Beer Bread aka “Lockdown Loaf” by Chelsea Winter (cheap beer is best. Corona Beer doesn’t work, ironically.)
2 Ingredient Bagels (thanks Sarah J)
Featherweight Cheese Puffs by Jo Seagar ( shared by Hilary Barry)
I also made these delicious Ginger Gems during lockdown.
7. Declutter one thing (at a time)
Pick a room. Then pick an area. Now pick one drawer, shelf, box, or cupboard (not a whole closet!). Just ONE thing.
Pull everything out, clean the inside, and only put back the things you like or need. Or the things that “spark joy”. Here’s a great article by Happy DIY Home that discusses the KonMari method.
If they are clothes, just put back the things that fit, and that you will actually wear. With plastic containers, only keep useable items (e.g. with matching lids). If you have lidless plastic containers, use them to divide up tools or odds-and-ends.
Now, be ruthless. Throw away the stuff that is broken, unfixable, and unusable. Next, box/bag up the things that can be used by others (clean them first!), such as charity shops. Always check that they are taking stuff first—don’t dump.
There will probably be more things in the “I dunno” pile. Be honest—you forgot you even had them in the first place, right? Bye-bye then.
Everyone has a story. Everyone has thoughts and ideas. Don’t believe me? Then just trust me. Grab a notebook— it doesn’t have to be fancy. It could be scrap paper or even the back of an envelope. Just start writing. If you don’t know where to start, then write about one thing that made you happy today. Or something you laughed about. The dream you had last night. Something that you feel strongly about. Something that made you feel an emotion. Aha—now we’re writing.

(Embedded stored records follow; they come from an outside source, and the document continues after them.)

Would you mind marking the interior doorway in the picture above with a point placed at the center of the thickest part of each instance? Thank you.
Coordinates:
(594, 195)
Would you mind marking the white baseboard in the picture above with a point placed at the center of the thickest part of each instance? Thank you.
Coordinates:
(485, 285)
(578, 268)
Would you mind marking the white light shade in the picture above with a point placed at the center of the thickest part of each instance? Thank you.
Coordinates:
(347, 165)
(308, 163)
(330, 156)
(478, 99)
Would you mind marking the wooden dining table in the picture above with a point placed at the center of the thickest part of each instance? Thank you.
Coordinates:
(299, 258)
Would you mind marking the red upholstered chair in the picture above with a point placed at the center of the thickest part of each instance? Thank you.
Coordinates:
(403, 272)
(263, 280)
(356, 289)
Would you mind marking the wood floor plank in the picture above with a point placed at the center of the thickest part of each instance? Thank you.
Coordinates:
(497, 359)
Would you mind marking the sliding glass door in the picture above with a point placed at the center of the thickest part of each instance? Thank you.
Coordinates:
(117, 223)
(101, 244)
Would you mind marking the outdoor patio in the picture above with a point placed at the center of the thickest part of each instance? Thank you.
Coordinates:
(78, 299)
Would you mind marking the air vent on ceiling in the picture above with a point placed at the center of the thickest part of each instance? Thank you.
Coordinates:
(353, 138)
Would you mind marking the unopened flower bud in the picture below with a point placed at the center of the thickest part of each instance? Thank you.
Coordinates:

Write to nobody. This is just for you. No one has to read it. Who cares about your spelling and grammar. It doesn’t even have to make sense. Just START. You can always throw it away afterwards. But don’t stop; do a little bit each day. Then, like any other skill, you’ll get better with practice. You’ll start to find your own voice.
9. Video chats
Now that your regular activities are on hold, try keeping those scheduled times available with the regular attendees. Coffee dates, book clubs, mums-and-bubs, casual support groups, movie nights, gym meets—the connection can still take place in modified a virtual format. Whether only two people or a group, having that face-to-face encounter can have a very positive effect for those feeling a bit lonely or bored in isolation. Just seeing a smile and having a laugh will brighten your day.
If you have access to a smartphone, tablet, or computer, set up a video chat with your friends, gym mates, family, and anyone else you care about. There are many services, each with their own limitations or pros and cons.
Choose the one you are most familiar with or best suits your purpose. Resource: 10 free video chat apps to use if you’re social distancing.
Never feel bad for taking time out to rest. Take a nap if and when you need it. This is are extraordinary circumstances, so listen to your body and give it what it needs. Especially if you are feeling stressed, anxious, or worried, try and calm your nervous system.
Rest, reflect, recover, and refresh.